Previous studies have found differences in ion channel density between atrial and PV tissue. For example, modeling studies suggested that during atrial fibrillation, there is an attraction of the electrical wavefront to the PV and differences in IK1 gradient are critical to the formation of rotors [9]. Although INa was not evaluated in that study [9], it is established that regional variations in INa density contributes to dispersion of repolarization and arrhythmia formation [1]. Differences in repolarization gradients may further increase dispersion of repolarization [2]. Our results show there are small but significant differences in the inactivation characteristics, recovery, and density of Na+ channels in the two cell types. Steady-state inactivation in PV cells showed a half-inactivation voltage that is about 2 mV more negative and a recovery from inactivation that is slower than that of atrial cells. While these differences may not be important under normal conditions, our results strongly suggest these differences may become important during pathophysiological conditions such as during ischemia or acidosis. This would lead to a greater depression of PV tissue, particularly at depolarized potentials, leading to conduction slowing or block, all of which lead to conditions favorable for the development of re-entrant arrhythmias. Acidosis alone reduces the magnitude of peak INa by about 40% [31, 33] whereas elevated external K+ reduces Vmax of the action potential by leaving a larger pool of Na+ channels in the inactivated state [11, 1719].
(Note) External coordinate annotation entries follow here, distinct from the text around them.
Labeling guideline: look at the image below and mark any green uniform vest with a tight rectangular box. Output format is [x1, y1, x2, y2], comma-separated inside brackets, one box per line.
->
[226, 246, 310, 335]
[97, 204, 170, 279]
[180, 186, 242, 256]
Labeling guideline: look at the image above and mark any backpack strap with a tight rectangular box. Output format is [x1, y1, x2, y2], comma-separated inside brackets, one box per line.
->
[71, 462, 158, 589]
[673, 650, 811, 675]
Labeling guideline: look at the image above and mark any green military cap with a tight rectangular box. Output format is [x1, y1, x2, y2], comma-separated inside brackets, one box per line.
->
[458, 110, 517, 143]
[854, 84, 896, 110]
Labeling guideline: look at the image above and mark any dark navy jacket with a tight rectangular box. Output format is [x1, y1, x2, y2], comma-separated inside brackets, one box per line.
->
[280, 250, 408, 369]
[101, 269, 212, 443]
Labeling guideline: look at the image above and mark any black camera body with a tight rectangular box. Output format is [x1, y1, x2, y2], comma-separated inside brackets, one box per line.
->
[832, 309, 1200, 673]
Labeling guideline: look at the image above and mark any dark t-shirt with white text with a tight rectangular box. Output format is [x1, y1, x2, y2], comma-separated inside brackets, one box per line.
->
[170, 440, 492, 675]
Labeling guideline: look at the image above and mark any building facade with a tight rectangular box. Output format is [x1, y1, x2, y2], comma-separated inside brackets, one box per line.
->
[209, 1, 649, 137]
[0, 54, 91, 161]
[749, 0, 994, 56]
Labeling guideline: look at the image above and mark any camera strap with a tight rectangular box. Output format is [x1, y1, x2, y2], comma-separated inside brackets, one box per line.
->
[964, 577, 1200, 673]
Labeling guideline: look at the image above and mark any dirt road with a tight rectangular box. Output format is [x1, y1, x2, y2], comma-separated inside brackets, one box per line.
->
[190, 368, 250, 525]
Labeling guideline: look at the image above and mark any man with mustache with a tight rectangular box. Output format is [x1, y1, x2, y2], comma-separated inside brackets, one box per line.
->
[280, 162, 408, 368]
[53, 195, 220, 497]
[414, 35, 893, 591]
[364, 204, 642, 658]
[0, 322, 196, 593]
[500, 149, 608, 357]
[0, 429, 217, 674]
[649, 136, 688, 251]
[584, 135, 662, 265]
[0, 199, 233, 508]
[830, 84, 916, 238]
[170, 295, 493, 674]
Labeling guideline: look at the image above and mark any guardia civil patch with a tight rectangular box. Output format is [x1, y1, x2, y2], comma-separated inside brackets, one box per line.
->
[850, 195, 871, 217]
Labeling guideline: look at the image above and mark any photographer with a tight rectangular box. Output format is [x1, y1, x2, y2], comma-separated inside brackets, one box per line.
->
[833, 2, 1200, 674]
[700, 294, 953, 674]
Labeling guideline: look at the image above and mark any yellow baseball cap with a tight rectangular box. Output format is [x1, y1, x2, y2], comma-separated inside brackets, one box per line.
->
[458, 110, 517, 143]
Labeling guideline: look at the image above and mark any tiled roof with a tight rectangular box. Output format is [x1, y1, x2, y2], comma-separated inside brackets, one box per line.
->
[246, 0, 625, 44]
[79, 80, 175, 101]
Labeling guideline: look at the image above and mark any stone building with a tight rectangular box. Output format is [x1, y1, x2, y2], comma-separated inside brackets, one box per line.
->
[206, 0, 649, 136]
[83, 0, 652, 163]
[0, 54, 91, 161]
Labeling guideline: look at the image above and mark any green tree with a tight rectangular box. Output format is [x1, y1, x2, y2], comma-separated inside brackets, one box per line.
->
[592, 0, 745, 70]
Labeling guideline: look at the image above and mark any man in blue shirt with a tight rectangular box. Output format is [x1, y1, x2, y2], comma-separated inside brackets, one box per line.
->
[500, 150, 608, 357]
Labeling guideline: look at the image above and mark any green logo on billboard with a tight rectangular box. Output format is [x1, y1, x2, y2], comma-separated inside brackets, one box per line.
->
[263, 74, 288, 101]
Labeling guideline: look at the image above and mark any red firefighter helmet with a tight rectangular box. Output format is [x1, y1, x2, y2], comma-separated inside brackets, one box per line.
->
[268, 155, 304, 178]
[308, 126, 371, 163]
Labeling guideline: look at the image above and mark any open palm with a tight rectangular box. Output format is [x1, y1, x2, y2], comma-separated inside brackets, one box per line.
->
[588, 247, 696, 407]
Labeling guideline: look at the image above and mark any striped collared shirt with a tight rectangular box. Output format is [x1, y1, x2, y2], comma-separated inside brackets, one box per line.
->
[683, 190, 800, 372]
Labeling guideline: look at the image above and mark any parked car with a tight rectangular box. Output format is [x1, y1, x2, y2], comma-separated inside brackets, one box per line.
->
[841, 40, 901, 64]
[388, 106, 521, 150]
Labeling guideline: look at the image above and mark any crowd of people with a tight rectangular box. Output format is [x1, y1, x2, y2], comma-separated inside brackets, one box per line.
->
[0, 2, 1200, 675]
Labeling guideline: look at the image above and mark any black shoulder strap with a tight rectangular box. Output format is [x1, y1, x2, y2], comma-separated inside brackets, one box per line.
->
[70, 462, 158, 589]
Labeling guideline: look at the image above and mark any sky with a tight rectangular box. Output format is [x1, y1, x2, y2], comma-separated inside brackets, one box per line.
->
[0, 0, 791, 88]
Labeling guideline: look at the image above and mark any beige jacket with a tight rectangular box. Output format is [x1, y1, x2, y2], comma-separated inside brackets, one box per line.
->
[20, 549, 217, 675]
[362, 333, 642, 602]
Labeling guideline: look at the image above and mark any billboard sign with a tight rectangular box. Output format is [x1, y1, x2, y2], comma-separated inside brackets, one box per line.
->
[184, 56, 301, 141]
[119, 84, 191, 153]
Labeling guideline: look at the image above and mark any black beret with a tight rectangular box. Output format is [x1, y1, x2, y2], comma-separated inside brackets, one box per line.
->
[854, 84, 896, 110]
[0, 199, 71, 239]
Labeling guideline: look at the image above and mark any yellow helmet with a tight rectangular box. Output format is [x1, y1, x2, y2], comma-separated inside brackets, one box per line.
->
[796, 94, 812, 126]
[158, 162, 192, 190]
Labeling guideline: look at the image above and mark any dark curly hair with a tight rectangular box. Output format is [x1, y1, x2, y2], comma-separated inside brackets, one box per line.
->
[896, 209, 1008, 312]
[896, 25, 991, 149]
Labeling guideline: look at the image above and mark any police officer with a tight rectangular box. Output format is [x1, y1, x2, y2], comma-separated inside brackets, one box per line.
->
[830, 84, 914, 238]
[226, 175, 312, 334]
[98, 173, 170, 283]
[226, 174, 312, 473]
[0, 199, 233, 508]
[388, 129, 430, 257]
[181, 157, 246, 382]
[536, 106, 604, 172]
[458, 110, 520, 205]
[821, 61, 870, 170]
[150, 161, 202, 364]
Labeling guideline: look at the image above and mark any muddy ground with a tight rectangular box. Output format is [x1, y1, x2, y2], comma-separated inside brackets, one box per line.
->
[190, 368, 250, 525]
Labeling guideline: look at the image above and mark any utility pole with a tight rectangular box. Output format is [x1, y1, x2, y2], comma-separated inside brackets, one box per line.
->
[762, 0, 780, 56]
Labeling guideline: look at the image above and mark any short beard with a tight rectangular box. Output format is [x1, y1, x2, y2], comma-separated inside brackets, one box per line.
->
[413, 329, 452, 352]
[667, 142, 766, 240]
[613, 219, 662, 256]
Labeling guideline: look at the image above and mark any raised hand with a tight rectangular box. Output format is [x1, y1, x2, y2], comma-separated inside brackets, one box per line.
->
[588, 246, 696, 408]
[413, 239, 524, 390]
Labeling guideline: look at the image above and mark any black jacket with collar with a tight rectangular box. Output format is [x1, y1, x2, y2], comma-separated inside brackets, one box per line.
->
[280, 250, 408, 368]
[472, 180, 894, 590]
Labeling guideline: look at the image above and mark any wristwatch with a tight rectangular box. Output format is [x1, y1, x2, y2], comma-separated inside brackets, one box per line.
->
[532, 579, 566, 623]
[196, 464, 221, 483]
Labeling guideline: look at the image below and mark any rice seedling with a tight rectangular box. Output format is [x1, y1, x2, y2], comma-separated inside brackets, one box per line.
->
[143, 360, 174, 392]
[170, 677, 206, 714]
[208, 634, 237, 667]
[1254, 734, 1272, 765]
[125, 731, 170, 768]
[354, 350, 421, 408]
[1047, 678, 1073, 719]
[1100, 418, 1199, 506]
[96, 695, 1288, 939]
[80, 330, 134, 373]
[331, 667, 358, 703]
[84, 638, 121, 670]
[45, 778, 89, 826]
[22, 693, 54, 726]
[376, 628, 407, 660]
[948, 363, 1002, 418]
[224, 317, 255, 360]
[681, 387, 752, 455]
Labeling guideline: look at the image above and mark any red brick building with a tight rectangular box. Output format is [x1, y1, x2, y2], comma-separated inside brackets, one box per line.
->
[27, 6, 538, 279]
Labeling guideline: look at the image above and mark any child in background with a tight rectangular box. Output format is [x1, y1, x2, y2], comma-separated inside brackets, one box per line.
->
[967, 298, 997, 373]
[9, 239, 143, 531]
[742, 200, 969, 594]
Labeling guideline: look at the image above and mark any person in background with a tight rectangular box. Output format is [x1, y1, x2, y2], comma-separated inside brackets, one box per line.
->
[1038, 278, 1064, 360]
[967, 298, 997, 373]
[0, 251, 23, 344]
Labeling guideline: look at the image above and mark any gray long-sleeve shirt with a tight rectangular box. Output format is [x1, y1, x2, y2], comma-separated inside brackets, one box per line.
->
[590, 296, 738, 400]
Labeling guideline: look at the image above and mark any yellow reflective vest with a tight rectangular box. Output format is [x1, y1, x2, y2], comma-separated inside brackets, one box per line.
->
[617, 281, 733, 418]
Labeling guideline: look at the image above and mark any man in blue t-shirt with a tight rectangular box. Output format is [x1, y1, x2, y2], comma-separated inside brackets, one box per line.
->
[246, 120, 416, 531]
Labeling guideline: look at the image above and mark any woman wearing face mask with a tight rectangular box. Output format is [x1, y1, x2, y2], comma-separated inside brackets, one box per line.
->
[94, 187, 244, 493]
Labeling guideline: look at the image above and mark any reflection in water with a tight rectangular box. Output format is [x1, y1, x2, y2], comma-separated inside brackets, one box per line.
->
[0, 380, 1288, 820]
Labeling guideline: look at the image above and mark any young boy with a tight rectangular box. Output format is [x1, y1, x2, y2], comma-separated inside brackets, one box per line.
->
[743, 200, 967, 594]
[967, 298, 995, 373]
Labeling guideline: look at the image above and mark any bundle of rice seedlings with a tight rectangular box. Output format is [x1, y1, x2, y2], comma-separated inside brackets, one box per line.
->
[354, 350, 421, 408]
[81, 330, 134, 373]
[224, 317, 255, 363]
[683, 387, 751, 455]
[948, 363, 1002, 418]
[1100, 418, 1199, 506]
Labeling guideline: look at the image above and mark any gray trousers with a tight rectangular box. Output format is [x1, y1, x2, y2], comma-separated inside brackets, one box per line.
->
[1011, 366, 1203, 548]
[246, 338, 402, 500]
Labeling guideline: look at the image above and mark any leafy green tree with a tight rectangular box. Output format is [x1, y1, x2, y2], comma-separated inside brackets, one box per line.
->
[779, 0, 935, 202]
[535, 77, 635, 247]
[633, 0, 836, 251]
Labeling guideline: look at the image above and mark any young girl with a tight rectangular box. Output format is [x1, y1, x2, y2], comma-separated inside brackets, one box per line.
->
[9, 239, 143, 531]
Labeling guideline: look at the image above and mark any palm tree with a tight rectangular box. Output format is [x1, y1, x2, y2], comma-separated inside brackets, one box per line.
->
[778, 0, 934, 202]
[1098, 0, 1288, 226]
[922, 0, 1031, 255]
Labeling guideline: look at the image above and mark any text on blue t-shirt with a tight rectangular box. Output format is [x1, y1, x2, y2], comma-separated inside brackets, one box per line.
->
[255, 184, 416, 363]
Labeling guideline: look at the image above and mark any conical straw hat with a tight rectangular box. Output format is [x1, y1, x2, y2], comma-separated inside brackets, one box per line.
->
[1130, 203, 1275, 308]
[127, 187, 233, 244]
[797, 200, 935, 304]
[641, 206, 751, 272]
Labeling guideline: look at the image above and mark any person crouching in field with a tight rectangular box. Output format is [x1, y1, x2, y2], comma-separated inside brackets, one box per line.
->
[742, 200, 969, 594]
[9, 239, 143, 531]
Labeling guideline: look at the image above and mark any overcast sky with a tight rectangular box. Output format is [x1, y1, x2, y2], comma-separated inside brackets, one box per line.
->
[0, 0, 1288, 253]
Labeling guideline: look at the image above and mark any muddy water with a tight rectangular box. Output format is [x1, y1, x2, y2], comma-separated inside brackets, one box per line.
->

While our results suggest differences in INa characteristics between PV and atria can contribute to arrhythmia formation, other mechanisms are also important. Indeed, optical mapping studies of the PV/LA junction have shown regions with longer APDs in close proximity to regions of shorter APDs, creating conditions favorable for the development of reentry within the PV [2]. Interestingly, the same study noted that Vmax was lower in PV compared to atrial tissue, leading the authors to speculate that INa may be lower in PV tissue; however, more fibrosis in the PV area may also contribute to slower conduction. Our results demonstrating that INa is lower in PV tissue supports these observations. In addition, investigations on connexin subtypes revealed PV tissue had lower levels of connexin 40 and similar levels of connexin 43 compared to atrial tissue, suggesting slower conduction through PV tissue [32].

Clinical implications

The PV area initiates many AF episodes; successful ablation of the PV area results in suppression and termination of AF episodes in man. Our data demonstrate that differences in early INa between PV and atrial cells may contribute to a differential response to certain pathophysiological conditions such as ischemia. In this regard, the PV serves as the classic anatomical barrier surrounded by excitable atrial tissue. We suggest that the lower INa density in the PV tissue results in a greater functional depression in the PV tissue leading to conditions favorable for the development of re-entrant arrhythmias.